Here, here Jarrett. I am proponent of the adage I learned when my tools where made by Fischer-Price: If you don't have something nice to say, don't say anything at all.

I agree with you. An expensive dust collector can make a shop nicer to work in, it does almost nothing to help with the quality of the woodworking, yet a great table saw can help a lot. While you can do some great work with a cheap saw like I have, a $200 dust collector (or my kludged dust separator made from a home depot bucket and garage sale shop vac) won't hurt it one bit.


----------



## Gixxerjoe04 (Jan 31, 2014)

Sawsucker, you've made multiple posts hating on the HF dust collector, either you had a really bad experience with one or just an elitist. My HF dc works just fine with my cabinet saw, jointer and planer. Yea I could sell my saw and dc and buy a laguna cyclone and ryobi ts for the same price, but that doesn't seem like it would be a good idea. The impeller is probably the only thing different(if it is), between a lot of the standard 2hp dc out there. If you have $500 to spend on duct collection, probably wouldn't be the best to spend it all on a "fancier" dc when you're still going to have to spend a ton of money on duct work. If money is no option then yea, getting a nicer dc would be ideal, but since usually money is a factor, and for some a real big factor, $160 hf dc is better than none at all.


----------



## harriw (May 10, 2012)

Are you any good with electronics? I made my own Dust Collector remote from a spare Garage Door Opener. I have one of those plug-in receivers that's designed to let you turn on a lamp from your garage door remote, so I just used the output of that receiver to turn on a 20A relay that powers up the Dust Collector. That's what I happened to have laying around, but if you can find some sort of wireless transmitter and receiver that you already own (maybe a wireless doorbell or something?), you might be able to do something similar.

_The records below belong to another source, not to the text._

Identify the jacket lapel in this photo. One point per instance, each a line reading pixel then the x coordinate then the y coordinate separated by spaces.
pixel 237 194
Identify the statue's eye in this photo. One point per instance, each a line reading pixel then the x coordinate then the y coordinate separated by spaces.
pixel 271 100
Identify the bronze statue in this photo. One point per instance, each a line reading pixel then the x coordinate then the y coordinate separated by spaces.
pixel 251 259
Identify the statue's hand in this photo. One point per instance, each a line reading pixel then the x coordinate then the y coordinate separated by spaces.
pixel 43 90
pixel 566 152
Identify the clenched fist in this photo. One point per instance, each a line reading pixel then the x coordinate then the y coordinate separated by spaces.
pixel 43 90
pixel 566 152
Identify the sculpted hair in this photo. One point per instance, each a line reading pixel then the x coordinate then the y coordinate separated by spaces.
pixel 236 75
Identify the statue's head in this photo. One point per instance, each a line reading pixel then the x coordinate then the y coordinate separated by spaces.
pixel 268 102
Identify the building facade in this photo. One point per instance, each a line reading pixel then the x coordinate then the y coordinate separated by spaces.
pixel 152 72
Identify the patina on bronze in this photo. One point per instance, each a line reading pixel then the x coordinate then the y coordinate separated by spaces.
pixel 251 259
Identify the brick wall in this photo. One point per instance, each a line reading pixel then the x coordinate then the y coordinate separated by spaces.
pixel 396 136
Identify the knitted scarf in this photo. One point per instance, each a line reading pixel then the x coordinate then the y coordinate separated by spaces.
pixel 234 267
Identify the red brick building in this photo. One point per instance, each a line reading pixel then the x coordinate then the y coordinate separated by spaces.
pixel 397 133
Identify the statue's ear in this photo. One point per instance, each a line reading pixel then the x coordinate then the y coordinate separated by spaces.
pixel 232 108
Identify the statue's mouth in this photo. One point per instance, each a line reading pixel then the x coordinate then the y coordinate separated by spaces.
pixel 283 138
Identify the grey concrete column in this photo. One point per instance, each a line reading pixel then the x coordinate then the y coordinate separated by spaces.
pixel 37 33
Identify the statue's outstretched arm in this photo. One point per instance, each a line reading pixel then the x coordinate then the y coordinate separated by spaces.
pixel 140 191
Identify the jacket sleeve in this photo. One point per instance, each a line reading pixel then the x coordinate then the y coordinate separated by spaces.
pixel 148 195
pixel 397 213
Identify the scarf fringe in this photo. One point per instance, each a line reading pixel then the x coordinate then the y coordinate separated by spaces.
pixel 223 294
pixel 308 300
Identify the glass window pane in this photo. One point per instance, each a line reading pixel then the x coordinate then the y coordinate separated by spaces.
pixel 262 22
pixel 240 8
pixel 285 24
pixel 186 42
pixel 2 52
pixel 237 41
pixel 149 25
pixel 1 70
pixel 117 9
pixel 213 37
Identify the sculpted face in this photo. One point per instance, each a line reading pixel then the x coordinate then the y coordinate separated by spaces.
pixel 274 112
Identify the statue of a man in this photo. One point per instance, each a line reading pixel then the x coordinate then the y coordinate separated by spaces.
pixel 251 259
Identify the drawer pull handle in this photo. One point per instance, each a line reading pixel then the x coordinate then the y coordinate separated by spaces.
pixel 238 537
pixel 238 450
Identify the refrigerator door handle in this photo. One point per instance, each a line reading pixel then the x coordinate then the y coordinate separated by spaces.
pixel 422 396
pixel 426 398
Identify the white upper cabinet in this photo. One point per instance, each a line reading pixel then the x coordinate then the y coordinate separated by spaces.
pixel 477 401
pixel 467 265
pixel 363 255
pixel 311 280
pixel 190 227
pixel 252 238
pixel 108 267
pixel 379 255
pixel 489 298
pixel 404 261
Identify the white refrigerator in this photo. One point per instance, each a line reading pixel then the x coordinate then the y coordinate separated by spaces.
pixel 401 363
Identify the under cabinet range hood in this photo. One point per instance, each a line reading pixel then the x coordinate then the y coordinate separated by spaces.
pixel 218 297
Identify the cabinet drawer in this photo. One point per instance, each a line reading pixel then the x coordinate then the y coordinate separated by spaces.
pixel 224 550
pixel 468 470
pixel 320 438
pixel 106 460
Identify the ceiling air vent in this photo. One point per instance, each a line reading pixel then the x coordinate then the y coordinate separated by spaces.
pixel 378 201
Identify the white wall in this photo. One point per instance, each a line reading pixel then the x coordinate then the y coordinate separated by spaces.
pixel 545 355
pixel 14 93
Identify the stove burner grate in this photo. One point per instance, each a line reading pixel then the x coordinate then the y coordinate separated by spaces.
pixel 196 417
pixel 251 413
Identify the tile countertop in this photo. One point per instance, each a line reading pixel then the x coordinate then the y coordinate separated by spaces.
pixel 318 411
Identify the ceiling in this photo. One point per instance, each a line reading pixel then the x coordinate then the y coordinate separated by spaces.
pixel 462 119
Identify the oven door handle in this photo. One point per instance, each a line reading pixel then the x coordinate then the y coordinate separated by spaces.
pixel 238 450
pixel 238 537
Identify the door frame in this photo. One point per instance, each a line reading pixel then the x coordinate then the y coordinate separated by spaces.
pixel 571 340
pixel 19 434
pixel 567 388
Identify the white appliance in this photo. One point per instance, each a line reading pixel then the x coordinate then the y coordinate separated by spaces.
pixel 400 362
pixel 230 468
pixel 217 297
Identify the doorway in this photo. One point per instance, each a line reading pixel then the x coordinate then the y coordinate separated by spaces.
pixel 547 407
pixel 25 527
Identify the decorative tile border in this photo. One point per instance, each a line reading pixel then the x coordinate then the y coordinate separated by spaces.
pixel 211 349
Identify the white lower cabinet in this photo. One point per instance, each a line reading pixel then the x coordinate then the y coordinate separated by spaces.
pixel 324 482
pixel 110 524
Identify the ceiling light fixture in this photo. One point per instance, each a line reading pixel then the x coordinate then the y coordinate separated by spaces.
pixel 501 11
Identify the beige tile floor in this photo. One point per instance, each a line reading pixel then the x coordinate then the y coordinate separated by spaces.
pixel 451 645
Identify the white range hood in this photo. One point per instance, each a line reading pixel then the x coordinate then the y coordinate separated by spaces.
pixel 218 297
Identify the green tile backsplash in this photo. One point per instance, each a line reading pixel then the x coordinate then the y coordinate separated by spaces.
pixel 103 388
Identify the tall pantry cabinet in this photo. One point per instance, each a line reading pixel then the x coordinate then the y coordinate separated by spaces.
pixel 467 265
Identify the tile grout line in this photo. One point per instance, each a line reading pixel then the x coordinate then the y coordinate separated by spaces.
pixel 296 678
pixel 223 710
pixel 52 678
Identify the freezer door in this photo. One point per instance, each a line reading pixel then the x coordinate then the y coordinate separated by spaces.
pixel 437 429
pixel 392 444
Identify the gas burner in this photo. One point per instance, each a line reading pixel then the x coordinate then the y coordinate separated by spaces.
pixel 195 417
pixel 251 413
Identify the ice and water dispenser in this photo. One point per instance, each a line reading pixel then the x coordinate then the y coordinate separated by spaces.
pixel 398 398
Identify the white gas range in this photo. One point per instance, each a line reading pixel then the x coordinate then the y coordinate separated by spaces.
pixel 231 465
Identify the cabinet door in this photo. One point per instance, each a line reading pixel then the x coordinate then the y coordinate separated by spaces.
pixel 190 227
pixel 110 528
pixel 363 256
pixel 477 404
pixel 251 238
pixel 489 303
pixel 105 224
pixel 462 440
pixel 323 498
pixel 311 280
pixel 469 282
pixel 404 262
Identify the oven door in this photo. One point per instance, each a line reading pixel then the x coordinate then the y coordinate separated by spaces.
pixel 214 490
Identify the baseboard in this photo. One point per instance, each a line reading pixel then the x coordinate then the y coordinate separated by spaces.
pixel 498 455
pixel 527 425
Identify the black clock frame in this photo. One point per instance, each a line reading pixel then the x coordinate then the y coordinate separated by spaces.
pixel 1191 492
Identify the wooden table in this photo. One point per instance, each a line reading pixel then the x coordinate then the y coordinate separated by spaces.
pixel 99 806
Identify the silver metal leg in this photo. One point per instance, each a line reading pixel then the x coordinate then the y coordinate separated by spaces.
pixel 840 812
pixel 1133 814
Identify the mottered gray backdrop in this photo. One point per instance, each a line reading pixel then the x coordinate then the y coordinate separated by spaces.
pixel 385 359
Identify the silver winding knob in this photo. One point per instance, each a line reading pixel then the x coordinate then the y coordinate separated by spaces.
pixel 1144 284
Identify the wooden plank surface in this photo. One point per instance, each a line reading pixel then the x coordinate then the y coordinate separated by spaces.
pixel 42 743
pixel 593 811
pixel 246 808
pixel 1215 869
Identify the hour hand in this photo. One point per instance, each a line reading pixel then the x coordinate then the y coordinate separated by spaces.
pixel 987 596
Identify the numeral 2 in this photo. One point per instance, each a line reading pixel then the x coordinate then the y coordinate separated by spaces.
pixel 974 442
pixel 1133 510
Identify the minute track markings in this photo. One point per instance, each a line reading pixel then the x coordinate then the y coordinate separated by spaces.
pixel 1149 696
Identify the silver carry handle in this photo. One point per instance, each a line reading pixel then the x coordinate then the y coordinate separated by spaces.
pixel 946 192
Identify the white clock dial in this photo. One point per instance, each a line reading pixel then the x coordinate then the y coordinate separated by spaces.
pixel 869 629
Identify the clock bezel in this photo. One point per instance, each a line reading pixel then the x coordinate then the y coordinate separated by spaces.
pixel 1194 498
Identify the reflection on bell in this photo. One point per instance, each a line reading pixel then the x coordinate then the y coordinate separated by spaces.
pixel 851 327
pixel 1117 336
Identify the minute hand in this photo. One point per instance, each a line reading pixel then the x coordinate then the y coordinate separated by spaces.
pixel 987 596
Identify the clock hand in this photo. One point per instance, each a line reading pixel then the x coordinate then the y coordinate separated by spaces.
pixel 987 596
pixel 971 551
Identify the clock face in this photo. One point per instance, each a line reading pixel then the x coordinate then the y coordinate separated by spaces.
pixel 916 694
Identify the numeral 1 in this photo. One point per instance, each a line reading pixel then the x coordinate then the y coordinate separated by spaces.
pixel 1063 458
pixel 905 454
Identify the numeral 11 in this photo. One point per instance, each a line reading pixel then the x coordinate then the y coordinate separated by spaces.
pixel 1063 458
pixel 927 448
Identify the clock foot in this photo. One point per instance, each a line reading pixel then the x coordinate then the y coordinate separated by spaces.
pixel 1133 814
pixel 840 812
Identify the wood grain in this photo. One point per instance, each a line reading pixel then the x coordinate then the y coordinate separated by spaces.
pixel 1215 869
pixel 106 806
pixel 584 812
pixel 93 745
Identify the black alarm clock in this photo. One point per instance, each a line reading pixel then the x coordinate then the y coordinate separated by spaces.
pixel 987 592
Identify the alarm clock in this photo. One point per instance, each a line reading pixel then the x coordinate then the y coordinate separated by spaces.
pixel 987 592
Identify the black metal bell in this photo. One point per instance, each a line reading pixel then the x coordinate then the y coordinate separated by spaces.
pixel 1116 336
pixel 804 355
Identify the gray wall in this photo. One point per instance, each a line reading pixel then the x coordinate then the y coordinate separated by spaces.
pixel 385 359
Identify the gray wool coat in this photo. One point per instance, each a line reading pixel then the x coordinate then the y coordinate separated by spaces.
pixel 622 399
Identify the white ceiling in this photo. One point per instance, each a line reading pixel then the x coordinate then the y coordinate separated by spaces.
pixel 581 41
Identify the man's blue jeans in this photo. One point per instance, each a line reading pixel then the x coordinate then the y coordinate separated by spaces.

BTW… Also a satisfied owner of the HF collector.


----------



## SawSucker (Nov 10, 2015)

I'm not saying that you have to spend a lot on a DC, or anything else, I didn't. But by the time that most of you put a pleated filter on an HF, you could of had a much better built and more true to specs DC for not much more money. There isn't much on a HF 2hp dust collector that isn't over rated. The filter, the hp, the CFM, and it wouldn't suprise me if they are still using a plastic impeller. In a nut shell it's the cheapest made supposedly 2 hp DC that I know of. I've been a woodworker for about 30 years, an American made Contractor's table saw with a 30" Unifence is all that I've ever needed, and will probably continue to be all I will ever need in the future. And I bought a 1 1/2 hp Delta dust collector that will probably be around just as long, both machines I bought new. I grew up when most woodworking machinery was made in this country, and we were proud of that. HF has always been bottom of the barrel imported, and a bad investment, unless it's something that you only need it a couple times. In closing I've learned the hard way about table saws, and dust collectors. For a long time I seen people complaining about poor dust collection with Contractor's saws. So I spent more time then anyone else did trying to solve that problem, and I succeeded. But not many wanted to support me because the majority of the complainers turned out to be just cabinet saw pushers/salesmen. The few people that were interested just copied my design in a amateur and cheap type manner. I've improved dust collection also on the dust collector that I own, and a 6" Jointer, and custom built a hood for an old Delta/INVICTA thickness planer where the hoods are no longer available through the manufacturer, and I built a air filtration unit that has multi speeds and is on a timer. I'm no rookie to any of it, but at the same time no one wants to support me, so there is no incentive for me to share. Especially when I've been stabbed in the back twice from people on the net stealing my idea and flat out refusing to give me any credit for it. Folks, I'm about wore out, do what you want because at this point after all the work and explaining I can't do it anymore, except for myself. If some can't understand, well then too bad.


----------



## lndfilwiz (Jan 7, 2014)

I have a dust deputy hooked to my shop vac. I have a electric foot pedal hooked to the shop vac. When I start the saw or any other woodworking tool I step on the pedal. The vac comes on and away I go. Got the foot pedal from Rockler.


----------